Lista odwołanych wydarzeń i zamkniętych miejsc [AKTUALIZACJE NA BIEŻĄCO]

Mapa potrzeb jest potrzebna. Ratusz ma ją naszkicować

Dodano: 19.04.2019 | 09:46

Na zdjęciu: Mapy potrzeb osiedli mają pokazać, jakie oczekiwania wobec urzędników mają mieszkańcy.

Fot. Błażej Bembnista

Mapa potrzeb to projekt, którego celem jest zidentyfikowanie potrzeb i problemów lokalnych społeczności. Rozwiązanie jest wykorzystywane w wielu gminach na terenie całej Polski. Czy swoją mapę potrzeb będzie miała też Bydgoszcz?

Władze gmin, chcąc lepiej poznać oczekiwania mieszkańców, często decydują się na stworzenie mapy potrzeb. To rozwiązanie polega na zbieraniu uwag dotyczących wszelkich zagadnień znajdujących się w gestii samorządu. W wielu miejscowościach mapa potrzeb faktycznie jest mapą, na której można zaznaczać miejsca, które zdaniem obywateli wymagają interwencji władz. Szczecinianie mogą za to wyrazić zdanie na temat swoich oczekiwań za pomocą ankiety internetowej. Na podstawie wyników tworzony jest raport, który trafia na biurko prezydenta miasta – wskazane w nim propozycje są umieszczane w budżecie gminy. Mapy potrzeb są też tworzone oddolnie – czy to przez społeczników, czy przez komitety wyborcze jako element kampanii.

Mapa potrzeb jest potrzebna. Ratusz ma ją naszkicować

Zobacz również:

Michał Sztybel: Czerpiemy wiele rozwiązań od strony społecznej

Starania o stworzenie bydgoskiej mapy potrzeb trwają już od kilkunastu miesięcy. W 2017 roku bydgoska Nowoczesna rozpoczęła akcję społeczną „Potrzeby Bydgoszczan”. Podczas niej mieszkańcy mogli umieszczać na mapie miasta swoje uwagi. Obecnie potrzebę powstania miejskiego projektu skupiającego oczekiwania, ale i bolączki bydgoszczan, akcentują społecznicy z Miedzynia i Prądów. Na początku kwietnia ogłosili oni stworzenie mapy potrzeb dla swoich osiedli.

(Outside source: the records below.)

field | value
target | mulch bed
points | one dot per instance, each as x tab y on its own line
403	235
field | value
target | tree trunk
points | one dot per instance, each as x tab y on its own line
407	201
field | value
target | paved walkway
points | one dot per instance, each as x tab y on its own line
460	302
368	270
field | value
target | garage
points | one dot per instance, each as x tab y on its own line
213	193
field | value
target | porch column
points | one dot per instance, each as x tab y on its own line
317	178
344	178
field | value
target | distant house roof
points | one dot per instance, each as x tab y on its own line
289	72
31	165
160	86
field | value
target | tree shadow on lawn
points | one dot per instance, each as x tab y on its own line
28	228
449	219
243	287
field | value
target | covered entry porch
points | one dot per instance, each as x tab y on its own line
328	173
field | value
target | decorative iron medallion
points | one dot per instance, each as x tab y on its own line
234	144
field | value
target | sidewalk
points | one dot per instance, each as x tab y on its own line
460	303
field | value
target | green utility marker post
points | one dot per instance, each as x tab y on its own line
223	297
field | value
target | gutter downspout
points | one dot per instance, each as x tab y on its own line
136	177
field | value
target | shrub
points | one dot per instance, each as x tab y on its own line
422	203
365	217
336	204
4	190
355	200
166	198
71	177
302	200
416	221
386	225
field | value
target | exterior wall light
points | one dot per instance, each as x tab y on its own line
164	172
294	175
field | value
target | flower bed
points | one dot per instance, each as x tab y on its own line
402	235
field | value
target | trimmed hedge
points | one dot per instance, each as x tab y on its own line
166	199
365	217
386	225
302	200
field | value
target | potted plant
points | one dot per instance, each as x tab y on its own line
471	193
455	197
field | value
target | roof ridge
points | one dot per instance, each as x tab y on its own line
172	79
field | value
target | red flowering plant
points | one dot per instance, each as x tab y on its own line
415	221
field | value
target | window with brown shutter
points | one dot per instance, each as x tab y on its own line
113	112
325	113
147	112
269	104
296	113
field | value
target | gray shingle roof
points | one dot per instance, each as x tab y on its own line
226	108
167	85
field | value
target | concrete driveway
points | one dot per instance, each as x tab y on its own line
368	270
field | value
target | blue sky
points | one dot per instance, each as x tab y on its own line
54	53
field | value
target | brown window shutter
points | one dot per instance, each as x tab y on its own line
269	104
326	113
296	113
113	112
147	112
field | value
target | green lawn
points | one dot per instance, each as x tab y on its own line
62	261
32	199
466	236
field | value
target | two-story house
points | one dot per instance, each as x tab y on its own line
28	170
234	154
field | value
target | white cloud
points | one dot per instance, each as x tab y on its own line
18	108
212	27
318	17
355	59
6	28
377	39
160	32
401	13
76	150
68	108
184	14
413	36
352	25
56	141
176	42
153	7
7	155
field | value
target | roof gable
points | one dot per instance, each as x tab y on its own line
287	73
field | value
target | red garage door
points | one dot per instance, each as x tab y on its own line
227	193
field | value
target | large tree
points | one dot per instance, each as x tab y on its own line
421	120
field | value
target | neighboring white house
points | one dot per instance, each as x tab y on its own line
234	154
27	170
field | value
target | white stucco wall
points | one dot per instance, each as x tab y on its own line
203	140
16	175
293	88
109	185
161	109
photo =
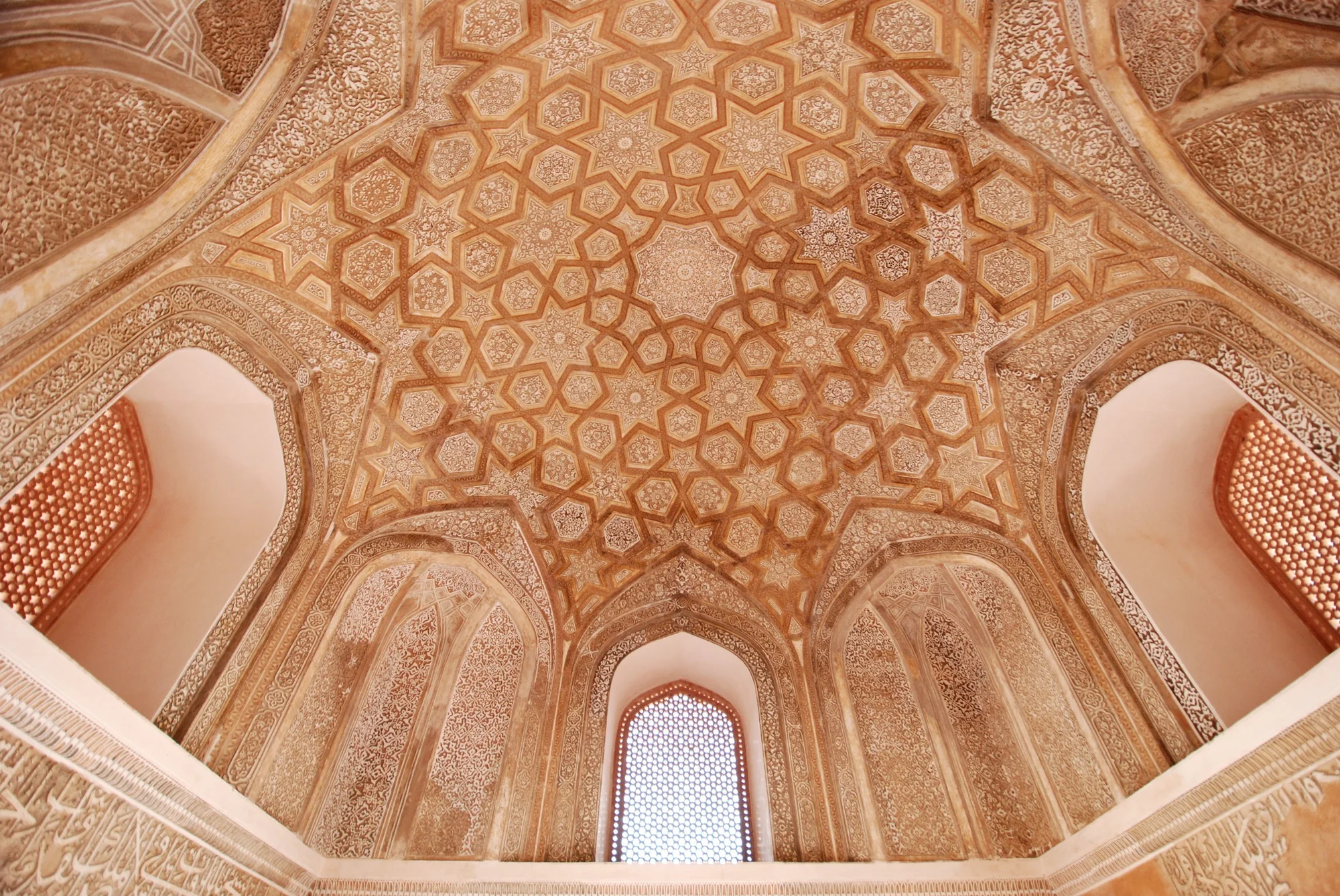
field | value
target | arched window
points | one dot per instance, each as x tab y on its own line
680	788
1149	496
127	544
1283	508
62	526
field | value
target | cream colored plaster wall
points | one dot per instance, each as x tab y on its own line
1149	499
684	657
218	492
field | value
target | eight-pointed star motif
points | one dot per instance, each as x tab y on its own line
309	234
965	471
1071	244
892	402
400	467
693	61
758	487
830	238
625	145
683	532
546	234
823	50
569	49
636	398
732	398
687	271
868	149
432	226
811	341
755	144
513	143
945	232
561	338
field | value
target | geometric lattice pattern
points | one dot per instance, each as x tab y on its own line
680	791
1287	506
61	527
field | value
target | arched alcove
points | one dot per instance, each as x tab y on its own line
1149	498
685	657
219	488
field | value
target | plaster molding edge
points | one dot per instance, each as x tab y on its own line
88	254
1166	159
1291	84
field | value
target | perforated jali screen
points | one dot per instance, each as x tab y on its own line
60	528
680	790
1283	508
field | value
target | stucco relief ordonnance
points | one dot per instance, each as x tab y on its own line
278	733
1272	163
313	374
337	70
1047	88
683	594
80	151
1075	368
663	317
878	540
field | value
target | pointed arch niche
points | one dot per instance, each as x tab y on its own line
685	657
214	488
964	736
404	740
1149	495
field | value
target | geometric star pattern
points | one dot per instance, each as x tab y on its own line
576	172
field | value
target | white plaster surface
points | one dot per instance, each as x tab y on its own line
218	494
38	658
1149	499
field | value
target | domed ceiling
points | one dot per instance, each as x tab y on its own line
664	274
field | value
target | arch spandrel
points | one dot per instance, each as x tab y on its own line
281	748
681	594
1053	389
318	381
878	540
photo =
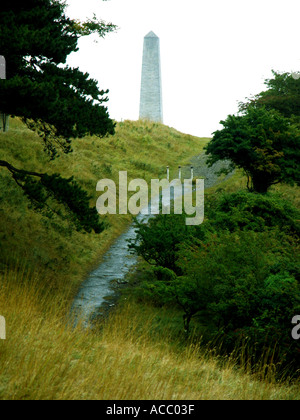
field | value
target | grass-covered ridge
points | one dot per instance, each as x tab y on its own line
51	245
139	353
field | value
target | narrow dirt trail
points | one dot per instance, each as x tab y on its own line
118	261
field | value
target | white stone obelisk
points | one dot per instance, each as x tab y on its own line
151	91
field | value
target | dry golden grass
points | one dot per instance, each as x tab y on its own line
43	358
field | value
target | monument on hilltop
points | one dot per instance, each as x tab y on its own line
151	92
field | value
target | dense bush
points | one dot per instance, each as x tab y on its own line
238	271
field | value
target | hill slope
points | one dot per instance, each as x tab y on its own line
42	262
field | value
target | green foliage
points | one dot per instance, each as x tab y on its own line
56	101
282	94
238	271
157	240
262	143
248	211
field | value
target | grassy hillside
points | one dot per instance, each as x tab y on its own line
138	353
51	246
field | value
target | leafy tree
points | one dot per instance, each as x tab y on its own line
57	101
282	94
158	240
261	142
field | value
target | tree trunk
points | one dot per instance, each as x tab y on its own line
4	122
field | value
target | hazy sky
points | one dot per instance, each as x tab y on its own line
214	53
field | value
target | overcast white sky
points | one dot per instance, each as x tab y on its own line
214	53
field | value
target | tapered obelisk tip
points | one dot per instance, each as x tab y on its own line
151	91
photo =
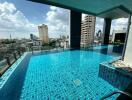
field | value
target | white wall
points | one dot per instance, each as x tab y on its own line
128	52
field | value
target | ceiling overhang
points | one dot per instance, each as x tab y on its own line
102	8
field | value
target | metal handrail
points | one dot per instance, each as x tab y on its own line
116	92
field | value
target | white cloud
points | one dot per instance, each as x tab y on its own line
13	21
57	20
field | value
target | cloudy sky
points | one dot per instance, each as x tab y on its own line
20	18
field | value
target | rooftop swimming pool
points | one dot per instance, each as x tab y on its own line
68	75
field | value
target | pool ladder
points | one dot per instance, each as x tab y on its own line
116	92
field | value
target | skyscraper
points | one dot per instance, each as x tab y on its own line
43	33
87	30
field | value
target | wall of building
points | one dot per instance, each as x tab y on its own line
43	33
87	30
128	52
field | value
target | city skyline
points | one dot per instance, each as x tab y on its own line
18	20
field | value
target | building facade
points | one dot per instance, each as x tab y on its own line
119	35
87	30
43	33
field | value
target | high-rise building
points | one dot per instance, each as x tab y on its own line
87	30
43	33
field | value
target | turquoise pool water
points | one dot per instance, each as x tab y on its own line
69	75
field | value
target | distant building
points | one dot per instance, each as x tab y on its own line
33	37
43	33
35	40
87	30
64	41
118	36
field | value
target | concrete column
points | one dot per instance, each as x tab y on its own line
127	54
75	29
106	30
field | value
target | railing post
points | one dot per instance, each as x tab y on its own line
8	60
19	53
14	54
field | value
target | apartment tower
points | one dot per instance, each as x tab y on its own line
43	33
87	30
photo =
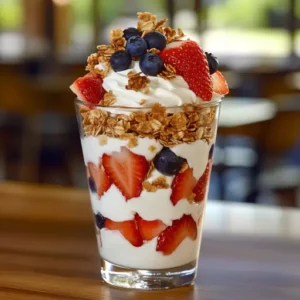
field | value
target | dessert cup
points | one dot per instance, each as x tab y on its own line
148	173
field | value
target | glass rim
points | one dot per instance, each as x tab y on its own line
199	105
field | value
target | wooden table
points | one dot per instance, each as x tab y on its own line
48	250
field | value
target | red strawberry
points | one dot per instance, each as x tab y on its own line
127	171
101	180
172	237
89	88
219	83
149	229
128	229
191	63
202	185
182	185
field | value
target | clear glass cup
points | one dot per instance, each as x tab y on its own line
148	205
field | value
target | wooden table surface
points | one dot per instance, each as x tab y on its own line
48	250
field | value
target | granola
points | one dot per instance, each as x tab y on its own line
137	82
169	129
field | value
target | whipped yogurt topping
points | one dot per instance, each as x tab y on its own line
174	92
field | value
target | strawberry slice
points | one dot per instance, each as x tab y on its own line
220	85
171	238
191	63
127	171
89	88
201	187
128	229
98	175
182	185
149	229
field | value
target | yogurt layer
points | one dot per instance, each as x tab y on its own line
174	92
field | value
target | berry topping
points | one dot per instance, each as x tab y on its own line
213	63
211	151
92	186
167	162
151	64
120	61
190	62
127	171
155	39
129	32
100	179
182	186
89	88
219	83
149	229
100	221
128	229
173	236
201	187
136	46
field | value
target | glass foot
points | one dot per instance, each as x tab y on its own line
148	279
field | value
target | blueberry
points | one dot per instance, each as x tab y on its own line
136	46
211	151
100	220
155	39
120	60
129	32
151	64
92	185
213	63
167	162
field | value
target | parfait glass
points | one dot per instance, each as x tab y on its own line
148	173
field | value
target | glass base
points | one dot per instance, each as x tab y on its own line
148	279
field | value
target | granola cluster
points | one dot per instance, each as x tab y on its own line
147	22
169	129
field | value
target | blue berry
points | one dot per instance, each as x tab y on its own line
151	64
155	39
129	32
213	63
120	60
136	46
100	221
211	151
92	185
167	162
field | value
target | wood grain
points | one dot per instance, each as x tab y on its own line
48	251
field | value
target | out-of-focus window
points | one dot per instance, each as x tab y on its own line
11	36
248	27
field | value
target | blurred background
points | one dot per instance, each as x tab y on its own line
43	48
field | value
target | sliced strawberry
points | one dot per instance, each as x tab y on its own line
172	237
220	85
89	88
149	229
201	187
182	185
191	63
101	180
127	171
128	229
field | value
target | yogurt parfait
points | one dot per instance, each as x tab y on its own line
148	110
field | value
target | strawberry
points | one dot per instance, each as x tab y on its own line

Patrząc na przykład Szczecina, dobrym rozwiązaniem dla Bydgoszczy byłoby jednak powstanie inicjatywy, która swoim zasięgiem objęłaby całe miasto – i za którą odpowiedzialny byłby ratusz. O tym, że bydgoscy urzędnicy myślą nad stworzeniem mapy potrzeb, mówił w wywiadzie dla MetropoliaBydgoska.PL zastępca prezydenta Michał Sztybel.

– Na każdym osiedlu są spore oczekiwania. Na pewno jednym z mechanizmów, które chciałbym wdrożyć, jest przygotowanie mapy potrzeb, która byłaby swego rodzaju wskaźnikiem. Już budżet obywatelski niejako jest takim narzędziem, które pozwala nam określać, gdzie coś bardziej jest potrzebne, a gdzie nie – stwierdził w listopadzie ubiegłego roku Sztybel.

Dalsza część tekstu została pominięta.